Outside of Brexit and the upcoming election, it is easy to forget some important day to day requirements for 2020. With this in mind, it is easy to forget that a number of key day-to-day requirements still need business attention as we move into 2020.

HMRC introduced Making Tax Digital (“MTD”) for VAT in 2019. This applies to organisations that are VAT registered, as they have a turnover of more than £85,000, and aims to help make tax processes more efficient and effective and support the digital transformation. The level of success of this roll-out can be debated elsewhere, but it is fair to say that there remain key challenges for organisations to address. 

The three main elements of MTD include:

  • Digital submissions of VAT returns, via Application Programme Interface (API) software;
  • Digital links in systems and core processes; and
  • The maintenance of Digital Records.

The majority of VAT registered businesses had to ensure their VAT returns were submitted to HMRC via API software from April 2019, with some organisations granted extensions to comply. Now, the focus of the conversation is moving away from the API compliance position (commonly referred to as the first stage of MTD for VAT) to what is required in the background for overall compliance with the MTD initiative.

Looking ahead to 2020

HMRC will expect businesses to make progress in 2020 with the digital link requirement. A digital link is an electronic or digital transfer or exchange of data between software programs, products or applications. For MTD, you need digital links between the software programs, products or applications you use during the process of calculating your VAT liability.

In theory, all software must be digitally linked to other pieces of software to create a ‘digital journey’ with a clear digital audit trail from the transactional data recorded in your accounting systems through to HMRC VAT submissions.

By removing the need for manual intervention, HMRC anticipates less errors in VAT submissions. This is an essential requirement for creating a digital audit trail and reducing the risk of error, together with the wider digital tax transformation piece.

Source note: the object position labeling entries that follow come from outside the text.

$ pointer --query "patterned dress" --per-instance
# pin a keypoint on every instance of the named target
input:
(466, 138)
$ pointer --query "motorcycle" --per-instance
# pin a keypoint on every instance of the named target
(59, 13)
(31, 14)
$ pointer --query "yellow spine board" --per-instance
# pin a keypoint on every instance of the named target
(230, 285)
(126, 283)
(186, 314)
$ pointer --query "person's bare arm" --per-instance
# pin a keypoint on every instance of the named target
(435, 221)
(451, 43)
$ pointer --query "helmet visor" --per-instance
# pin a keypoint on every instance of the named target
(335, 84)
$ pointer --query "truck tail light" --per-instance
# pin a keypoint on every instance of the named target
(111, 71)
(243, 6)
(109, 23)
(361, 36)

However, HMRC have now recognised that for some organisations it may not be easy to create the digital link journey, for example due to legacy IT issues. Further extensions to the initial 12 month soft-landing period (from the start of period from initial API submission) may be possible. While every effort should be made, subject to qualifying conditions, additional time may be available to assist with this journey. In order to apply for an extension, it will be necessary to:

  • Submit a formal application to HMRC before the end of the soft-landing period;
  • Explain the reasons for the problems faced in creating a digital journey within the allotted period;
  • Provide details on the system challenges, together with legacy system details;
  • Outline a (reasonable!) timetable for compliance; and
  • State the controls that will be, or are, in place to manage manual intervention in the VAT return process in the meantime.

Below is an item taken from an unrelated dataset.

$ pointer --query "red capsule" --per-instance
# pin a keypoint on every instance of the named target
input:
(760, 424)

HMRC will review applications on a case by case basis. It is worth noting that this is not merely a VAT issue, VAT teams should be working closely with IT and software teams, together with external providers to ensure a joined-up approach to MTD. BHP is working with a number of organisations across the region in this area.

What else should be considered for VAT technology in 2020?

The way VAT and tax is managed in organisations continues to evolve and develop at pace. To align with the MTD initiative, we are also seeing businesses reviewing how they manage the interaction of VAT with the rest of the business in some of the following ways:

  • Focusing on eliminating manual processes across the organisation, not just in VAT processes. This will improve data quality and ensure the whole organisation is incentivised to assist with the digital journey;
  • Improving the quality of master data across the organisation, including in relation to suppliers, customers, materials and tax codes;
  • Embracing the switch to e-invoicing;
  • Aligning VAT and technology departments – particularly on the MTD journey; and
  • Reviewing use of current IT and legacy data systems – the major ERP players are now focusing on cloud based, innovative and efficient solutions.

There is clearly much to do, but the right focus on MTD in 2020 and the above key strategic priorities, will assist in the transition into the digital age for VAT.